Jam 1 siang, Maira sudah menunggu Bastian datang untuk bimbingan terakhir. Ia cukup gugup karena hari ini adalah penentuan yang besar baginya.

"Hei... gugup ya?" tanya Tian sambil mengusap kepala Maira lembut.

"Ah akhirnya kamu datang juga. Aku gugup banget. Mudah-mudahan nggak perlu revisi lagi. Kalau bisa jangan ya." Maira dengan cengiran khasnya.

"Kamu kan mahasiswa kesayangan pasti nggak akan di persulit."

"Wah konspirasi ini namanya.."

"Boleh kita mulai sekarang? Mana Skripsi kamu."

Maira menyodorkan skripsinya dan melihat Tian dengan serius membaca isinya. Ia cukup gugup menunggu Tian yang tidak berkomentar apapun. "Tian gimana?"
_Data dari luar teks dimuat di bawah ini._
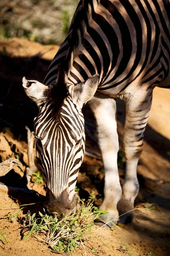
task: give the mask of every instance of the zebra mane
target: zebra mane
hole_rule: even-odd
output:
[[[83,44],[87,25],[92,13],[100,0],[82,0],[79,3],[69,29],[67,39],[68,48],[65,58],[59,64],[54,87],[48,99],[51,106],[51,115],[57,118],[64,99],[68,95],[66,81],[74,58],[79,53],[79,46]],[[80,6],[81,8],[80,9]],[[78,10],[79,8],[80,8]]]

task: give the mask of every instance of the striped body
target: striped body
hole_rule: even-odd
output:
[[[126,93],[130,85],[169,86],[169,1],[87,2],[88,8],[80,1],[68,37],[50,65],[44,84],[55,83],[58,64],[67,54],[74,23],[79,23],[77,13],[85,12],[83,9],[86,8],[88,24],[82,26],[84,35],[68,84],[76,84],[98,73],[98,90],[116,97]]]
[[[111,221],[117,222],[118,210],[130,211],[124,222],[134,218],[130,211],[139,189],[136,168],[153,90],[170,84],[170,13],[167,0],[81,0],[68,35],[49,67],[45,86],[32,81],[30,87],[23,80],[27,94],[40,108],[35,134],[50,212],[69,214],[74,208],[85,148],[81,109],[88,101],[96,120],[105,171],[101,209],[109,213],[100,221],[111,227]],[[122,187],[117,165],[117,97],[126,102],[127,110]]]

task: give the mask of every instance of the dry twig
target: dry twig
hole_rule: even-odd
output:
[[[18,159],[8,158],[0,163],[0,177],[5,176],[16,166],[22,166]]]

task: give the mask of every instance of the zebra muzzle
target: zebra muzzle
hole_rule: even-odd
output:
[[[57,213],[69,215],[76,208],[77,199],[76,195],[71,201],[68,199],[68,194],[66,189],[58,197],[55,197],[51,192],[47,189],[45,207],[48,213]]]

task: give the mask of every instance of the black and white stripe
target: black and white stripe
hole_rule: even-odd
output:
[[[69,194],[75,187],[85,151],[84,121],[70,97],[64,101],[58,119],[51,115],[50,107],[50,104],[40,106],[41,114],[34,124],[39,163],[48,188],[57,197],[68,182]]]
[[[113,99],[119,97],[126,102],[123,148],[128,174],[123,192],[126,200],[131,200],[132,205],[139,189],[135,173],[142,151],[153,89],[156,86],[168,87],[170,84],[170,3],[167,0],[81,0],[68,35],[52,61],[44,81],[45,85],[55,87],[58,86],[60,76],[64,76],[64,82],[57,87],[60,94],[62,86],[76,87],[89,77],[99,74],[97,95],[102,95],[101,98],[103,95]],[[62,71],[58,68],[61,64]],[[68,195],[74,190],[84,152],[84,119],[76,104],[73,102],[74,98],[73,95],[71,100],[70,95],[64,99],[59,118],[51,114],[53,105],[50,101],[42,104],[34,122],[37,157],[46,176],[48,186],[56,197],[67,188]],[[99,105],[102,104],[102,101],[95,100]],[[105,103],[102,104],[104,106]],[[100,123],[99,130],[101,128],[102,131],[102,120],[101,122],[94,104],[91,106],[98,124]],[[114,103],[108,102],[108,105],[115,110]],[[107,120],[109,122],[108,119]],[[112,121],[116,132],[116,125]],[[110,146],[109,141],[107,145],[109,148],[108,145]],[[113,154],[116,154],[114,151]],[[110,166],[106,164],[110,157],[106,155],[105,157],[106,169],[110,171],[111,162]],[[115,172],[117,168],[116,157]],[[110,181],[110,175],[107,175],[106,180]],[[117,176],[115,175],[116,179]],[[111,183],[108,190],[110,187],[110,190],[112,189]],[[118,183],[117,185],[121,197],[122,189]],[[130,196],[127,188],[130,185],[134,188]],[[114,201],[116,206],[120,198],[117,198]],[[106,196],[105,198],[106,201]],[[115,209],[116,207],[114,207]]]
"Sabar. Aku masih baca Mai."

"Buruan."

"Aku dosennya kok kamu yang bawel ya?"

Maira cengengesan dengan wajah polosnya menanggapi ucapan Tian. Ia benar-benar berlaku seperti anak kuliahan yang sudah tidak sabar menunggu keputusan kapan akan sidang. Ia benar-benar tidak sabar menunggu hasilnya. Karena jika dia sudah mengantongi ijazah maka ia akan diberi kepercayaan untuk sepenuhnya memegang kantor papanya yang di Jakarta.

"Okay. Aku nggak ada masalah sama skripsi kamu ini. Aku akan mengajukan ini ke administrasi untuk dapat jadwal."Tian tesenyum hangat. "Kamu seneng?" lanjutnya.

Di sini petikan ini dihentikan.